You may want to get informed about this topic before you make any other statements about it. You don’t seem to actually even know the basic details about project management, the role of PM’s etc.

Contractors and contracts have absolutely nothing to do with this.

The responsibility for the success of this project lies somewhere in the US govt.

No we aren’t arguing semantics.

I’m ridiculing your absurd position that this launch was not a failure.

Because I’m pointing out how absurd your claims are that means I don’t want them to fix the system?

What kind of logic is that?

Let me be crystal clear:
1 - I hoped it would work from the start
2 - I hope they get the system working
3 - I voted for Obama
4 - I am pro-healthcare “do something”, but have not invested any time into figuring out if this is a good program or not
5 - I don’t let politics cloud my judgement about whether computer systems work or not

I know you need specs to determine whether a public system with 30% success of transactions is a failure or not.

The rest of us don’t.

Quick question: How did you get the 30% figure? AFAIK, the administration has only released the number of people who created accounts, not the number of people who actually signed up thru the exchanges. Without that last number, there is no way to determine % success rate.

Or, was that just a hypothetical in your argument?

One place I’ve seen the number is this company that tracks users on the internet and performs statistical analysis:
https://blog.compete.com/2013/10/15/obamacare-enrollment-stats/

And this is from the guy they called in to fix the system:
“As it is, Zients claimed that 90 per cent of website visitors can successfully create an account on the site, but conceded that actually applying for an insurance plan was a ‘volatile’ process in which only 30 per cent succeed.”

OK. At any rate, I think we can assume that the number is not good, else the administration would be advertising it in the way they advertise the number of people who created accounts (a number that doesn’t mean a whole lot).

You know anybody who can get health insurance now who couldn’t before? I certainly do. Several, in fact. Know any mothers who sleep better at night knowing that their children are covered under their insurance? You’d almost have to, but they may not have spoken to you about it.

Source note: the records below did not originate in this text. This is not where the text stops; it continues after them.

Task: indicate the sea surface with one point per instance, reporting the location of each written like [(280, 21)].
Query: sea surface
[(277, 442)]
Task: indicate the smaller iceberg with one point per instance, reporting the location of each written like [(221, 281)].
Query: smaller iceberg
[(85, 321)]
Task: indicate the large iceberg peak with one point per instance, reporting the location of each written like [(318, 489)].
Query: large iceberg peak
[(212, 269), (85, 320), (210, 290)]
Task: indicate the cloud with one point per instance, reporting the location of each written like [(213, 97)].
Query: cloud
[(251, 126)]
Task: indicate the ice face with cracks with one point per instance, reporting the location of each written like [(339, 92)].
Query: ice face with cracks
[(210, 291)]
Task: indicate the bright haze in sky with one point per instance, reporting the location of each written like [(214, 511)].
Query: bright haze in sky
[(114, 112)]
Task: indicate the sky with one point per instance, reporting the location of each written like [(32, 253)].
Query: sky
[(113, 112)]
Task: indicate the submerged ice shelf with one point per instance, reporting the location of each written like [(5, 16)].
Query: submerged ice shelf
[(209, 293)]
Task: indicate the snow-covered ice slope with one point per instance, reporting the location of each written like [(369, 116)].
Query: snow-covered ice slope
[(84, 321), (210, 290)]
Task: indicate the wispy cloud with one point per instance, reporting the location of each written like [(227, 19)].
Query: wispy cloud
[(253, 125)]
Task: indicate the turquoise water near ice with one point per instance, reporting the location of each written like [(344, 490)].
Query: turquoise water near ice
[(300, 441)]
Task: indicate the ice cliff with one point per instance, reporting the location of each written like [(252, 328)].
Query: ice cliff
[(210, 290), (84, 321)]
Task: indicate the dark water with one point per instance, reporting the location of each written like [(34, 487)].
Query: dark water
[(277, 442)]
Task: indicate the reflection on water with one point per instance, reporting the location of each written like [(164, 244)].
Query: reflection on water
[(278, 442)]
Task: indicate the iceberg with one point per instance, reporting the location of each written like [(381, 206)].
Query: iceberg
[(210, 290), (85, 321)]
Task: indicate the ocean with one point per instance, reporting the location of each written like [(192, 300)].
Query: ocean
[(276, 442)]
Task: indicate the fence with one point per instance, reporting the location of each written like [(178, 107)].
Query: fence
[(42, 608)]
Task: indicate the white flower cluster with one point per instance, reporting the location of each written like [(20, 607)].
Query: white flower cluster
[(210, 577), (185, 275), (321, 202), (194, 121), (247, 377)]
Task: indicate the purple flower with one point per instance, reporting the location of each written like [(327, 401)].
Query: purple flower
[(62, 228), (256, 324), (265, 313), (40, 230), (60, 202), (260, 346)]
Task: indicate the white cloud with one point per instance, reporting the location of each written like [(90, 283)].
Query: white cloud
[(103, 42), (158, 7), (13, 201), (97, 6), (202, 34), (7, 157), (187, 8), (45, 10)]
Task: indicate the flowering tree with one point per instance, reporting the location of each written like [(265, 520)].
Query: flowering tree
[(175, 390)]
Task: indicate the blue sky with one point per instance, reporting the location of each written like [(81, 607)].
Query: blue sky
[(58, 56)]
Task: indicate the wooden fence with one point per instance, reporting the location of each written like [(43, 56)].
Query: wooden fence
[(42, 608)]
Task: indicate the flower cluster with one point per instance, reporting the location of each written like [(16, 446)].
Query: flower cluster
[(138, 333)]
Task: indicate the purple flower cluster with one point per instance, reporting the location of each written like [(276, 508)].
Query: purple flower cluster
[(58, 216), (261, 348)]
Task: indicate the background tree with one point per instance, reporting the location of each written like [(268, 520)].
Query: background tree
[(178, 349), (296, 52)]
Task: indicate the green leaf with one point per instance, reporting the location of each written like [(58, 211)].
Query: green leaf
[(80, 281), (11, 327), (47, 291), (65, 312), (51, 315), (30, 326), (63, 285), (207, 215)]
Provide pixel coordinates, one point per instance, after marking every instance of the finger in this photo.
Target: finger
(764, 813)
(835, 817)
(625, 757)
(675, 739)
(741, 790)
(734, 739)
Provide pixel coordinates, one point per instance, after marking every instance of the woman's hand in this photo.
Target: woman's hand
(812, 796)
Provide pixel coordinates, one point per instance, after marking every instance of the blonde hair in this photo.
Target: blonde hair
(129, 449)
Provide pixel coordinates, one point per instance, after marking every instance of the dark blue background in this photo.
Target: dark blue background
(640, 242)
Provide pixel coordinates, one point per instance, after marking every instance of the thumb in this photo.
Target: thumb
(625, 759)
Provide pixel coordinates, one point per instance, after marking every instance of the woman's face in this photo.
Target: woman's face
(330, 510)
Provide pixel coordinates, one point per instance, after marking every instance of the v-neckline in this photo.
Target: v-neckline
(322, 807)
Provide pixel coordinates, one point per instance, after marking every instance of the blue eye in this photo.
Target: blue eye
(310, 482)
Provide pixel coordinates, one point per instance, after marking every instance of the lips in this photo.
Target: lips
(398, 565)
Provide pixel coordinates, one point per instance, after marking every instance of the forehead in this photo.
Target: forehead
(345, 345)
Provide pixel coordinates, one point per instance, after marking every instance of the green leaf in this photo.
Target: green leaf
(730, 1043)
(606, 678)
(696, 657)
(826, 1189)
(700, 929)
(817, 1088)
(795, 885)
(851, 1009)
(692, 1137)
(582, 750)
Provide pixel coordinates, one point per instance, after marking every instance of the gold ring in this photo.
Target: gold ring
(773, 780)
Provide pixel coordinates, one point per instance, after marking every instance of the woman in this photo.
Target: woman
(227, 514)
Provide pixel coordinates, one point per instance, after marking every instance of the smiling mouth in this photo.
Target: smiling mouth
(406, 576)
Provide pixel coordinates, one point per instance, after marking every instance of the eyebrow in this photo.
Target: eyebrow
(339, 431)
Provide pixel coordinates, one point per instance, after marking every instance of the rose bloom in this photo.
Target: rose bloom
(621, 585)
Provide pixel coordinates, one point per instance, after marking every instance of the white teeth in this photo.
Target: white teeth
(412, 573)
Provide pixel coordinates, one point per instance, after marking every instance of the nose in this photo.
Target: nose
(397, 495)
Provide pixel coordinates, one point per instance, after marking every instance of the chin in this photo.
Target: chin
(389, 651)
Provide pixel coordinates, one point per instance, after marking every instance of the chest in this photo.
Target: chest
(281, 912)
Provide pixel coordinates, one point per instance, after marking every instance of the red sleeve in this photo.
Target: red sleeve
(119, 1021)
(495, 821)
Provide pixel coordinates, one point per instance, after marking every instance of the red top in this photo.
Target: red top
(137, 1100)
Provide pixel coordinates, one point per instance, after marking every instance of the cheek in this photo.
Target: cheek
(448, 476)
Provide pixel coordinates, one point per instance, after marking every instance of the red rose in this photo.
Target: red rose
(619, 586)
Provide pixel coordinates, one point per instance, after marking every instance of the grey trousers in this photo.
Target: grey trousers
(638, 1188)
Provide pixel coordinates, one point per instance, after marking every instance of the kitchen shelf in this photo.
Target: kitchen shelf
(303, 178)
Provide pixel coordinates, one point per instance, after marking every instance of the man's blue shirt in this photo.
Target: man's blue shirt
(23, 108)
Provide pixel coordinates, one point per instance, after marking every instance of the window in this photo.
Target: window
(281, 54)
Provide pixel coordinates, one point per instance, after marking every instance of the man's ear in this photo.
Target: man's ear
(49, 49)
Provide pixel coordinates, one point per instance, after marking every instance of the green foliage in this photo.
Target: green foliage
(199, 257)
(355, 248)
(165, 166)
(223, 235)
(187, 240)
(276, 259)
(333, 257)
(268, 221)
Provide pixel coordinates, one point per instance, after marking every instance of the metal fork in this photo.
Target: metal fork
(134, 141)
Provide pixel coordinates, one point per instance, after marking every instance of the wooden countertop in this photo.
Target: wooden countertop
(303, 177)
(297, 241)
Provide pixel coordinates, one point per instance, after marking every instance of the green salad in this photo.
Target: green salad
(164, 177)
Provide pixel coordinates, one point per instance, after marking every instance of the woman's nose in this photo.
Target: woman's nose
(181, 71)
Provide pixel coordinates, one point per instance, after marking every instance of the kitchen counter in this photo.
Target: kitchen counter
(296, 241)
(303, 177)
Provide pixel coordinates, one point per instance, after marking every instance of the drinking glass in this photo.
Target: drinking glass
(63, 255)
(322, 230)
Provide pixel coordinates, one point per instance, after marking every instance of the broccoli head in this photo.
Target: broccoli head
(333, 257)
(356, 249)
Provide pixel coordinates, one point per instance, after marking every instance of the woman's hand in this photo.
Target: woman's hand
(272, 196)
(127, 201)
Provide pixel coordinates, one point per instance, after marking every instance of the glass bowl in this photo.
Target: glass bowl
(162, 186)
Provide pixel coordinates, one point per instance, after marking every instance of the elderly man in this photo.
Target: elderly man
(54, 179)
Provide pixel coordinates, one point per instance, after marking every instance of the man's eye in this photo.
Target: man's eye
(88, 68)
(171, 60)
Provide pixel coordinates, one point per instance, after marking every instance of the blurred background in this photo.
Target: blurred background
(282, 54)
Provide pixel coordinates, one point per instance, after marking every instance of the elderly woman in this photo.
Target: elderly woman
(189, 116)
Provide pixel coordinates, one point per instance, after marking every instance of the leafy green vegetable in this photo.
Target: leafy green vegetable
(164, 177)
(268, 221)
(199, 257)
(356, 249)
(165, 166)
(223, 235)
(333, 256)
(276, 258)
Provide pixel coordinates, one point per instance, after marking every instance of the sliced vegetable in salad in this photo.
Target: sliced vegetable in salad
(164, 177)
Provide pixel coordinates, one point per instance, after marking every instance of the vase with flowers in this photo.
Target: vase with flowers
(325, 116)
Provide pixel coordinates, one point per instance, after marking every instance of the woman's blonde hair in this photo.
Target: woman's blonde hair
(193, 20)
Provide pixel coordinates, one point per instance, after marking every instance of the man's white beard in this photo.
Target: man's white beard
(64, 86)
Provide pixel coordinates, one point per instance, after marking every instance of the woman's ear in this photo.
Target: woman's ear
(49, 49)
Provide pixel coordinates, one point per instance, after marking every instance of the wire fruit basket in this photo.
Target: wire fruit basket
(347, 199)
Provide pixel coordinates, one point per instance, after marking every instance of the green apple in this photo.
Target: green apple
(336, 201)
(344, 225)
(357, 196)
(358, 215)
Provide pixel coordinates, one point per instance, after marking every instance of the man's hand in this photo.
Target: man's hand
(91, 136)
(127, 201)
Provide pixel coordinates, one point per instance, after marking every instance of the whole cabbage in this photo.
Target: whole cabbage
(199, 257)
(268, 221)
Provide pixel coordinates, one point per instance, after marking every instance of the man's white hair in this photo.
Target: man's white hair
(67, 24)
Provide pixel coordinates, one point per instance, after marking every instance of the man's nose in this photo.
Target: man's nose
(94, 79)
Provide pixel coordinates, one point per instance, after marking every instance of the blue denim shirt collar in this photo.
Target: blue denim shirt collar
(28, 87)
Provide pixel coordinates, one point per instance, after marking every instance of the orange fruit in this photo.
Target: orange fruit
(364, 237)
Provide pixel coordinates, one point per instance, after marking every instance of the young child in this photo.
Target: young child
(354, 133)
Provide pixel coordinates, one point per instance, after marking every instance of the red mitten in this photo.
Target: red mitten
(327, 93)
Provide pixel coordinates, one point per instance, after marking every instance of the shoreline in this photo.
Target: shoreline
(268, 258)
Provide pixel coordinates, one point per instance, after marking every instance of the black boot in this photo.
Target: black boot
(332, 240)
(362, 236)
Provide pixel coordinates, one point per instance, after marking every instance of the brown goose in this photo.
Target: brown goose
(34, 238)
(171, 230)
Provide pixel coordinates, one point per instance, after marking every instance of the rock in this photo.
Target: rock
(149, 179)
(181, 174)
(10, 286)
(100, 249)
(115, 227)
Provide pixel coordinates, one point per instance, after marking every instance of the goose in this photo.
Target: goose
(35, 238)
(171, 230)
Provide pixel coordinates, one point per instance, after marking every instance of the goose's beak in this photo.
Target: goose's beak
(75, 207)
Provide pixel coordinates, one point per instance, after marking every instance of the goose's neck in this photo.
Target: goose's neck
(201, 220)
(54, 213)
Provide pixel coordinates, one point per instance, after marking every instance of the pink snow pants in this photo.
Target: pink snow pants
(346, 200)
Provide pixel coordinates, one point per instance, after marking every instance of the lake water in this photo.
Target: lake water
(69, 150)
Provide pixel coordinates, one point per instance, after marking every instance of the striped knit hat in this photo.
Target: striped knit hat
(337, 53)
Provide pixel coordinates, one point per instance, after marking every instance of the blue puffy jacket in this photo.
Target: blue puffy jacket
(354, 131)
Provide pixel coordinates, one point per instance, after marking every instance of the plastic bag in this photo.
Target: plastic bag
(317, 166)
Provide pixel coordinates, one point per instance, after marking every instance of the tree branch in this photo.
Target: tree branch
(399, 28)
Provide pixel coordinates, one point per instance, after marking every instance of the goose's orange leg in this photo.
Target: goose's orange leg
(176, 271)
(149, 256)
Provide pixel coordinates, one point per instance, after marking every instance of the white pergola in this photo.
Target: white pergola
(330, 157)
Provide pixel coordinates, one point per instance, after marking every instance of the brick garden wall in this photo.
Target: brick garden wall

Now that this thing is done, I imagine some of the stalwart ideologues of the Republican Party, who have steadfastly refused to participate in state run exchanges may see the advantages in a pragmatic and bi-partisan approach. As well as those who walked away from offering Medicaid to the uninsured, one need not be all that well to vote.

I don’t see any real chance that this whole lumbering apparatus will be dismantled because the web site doesn’t work. So, what’s to “advertise”?

I thought Obama couldn’t possibly win election in the first place. I thought even this lame ass parody of single payer insurance couldn’t overcome the hysterical Republican opposition.

I’m a pessimist, I really like being wrong.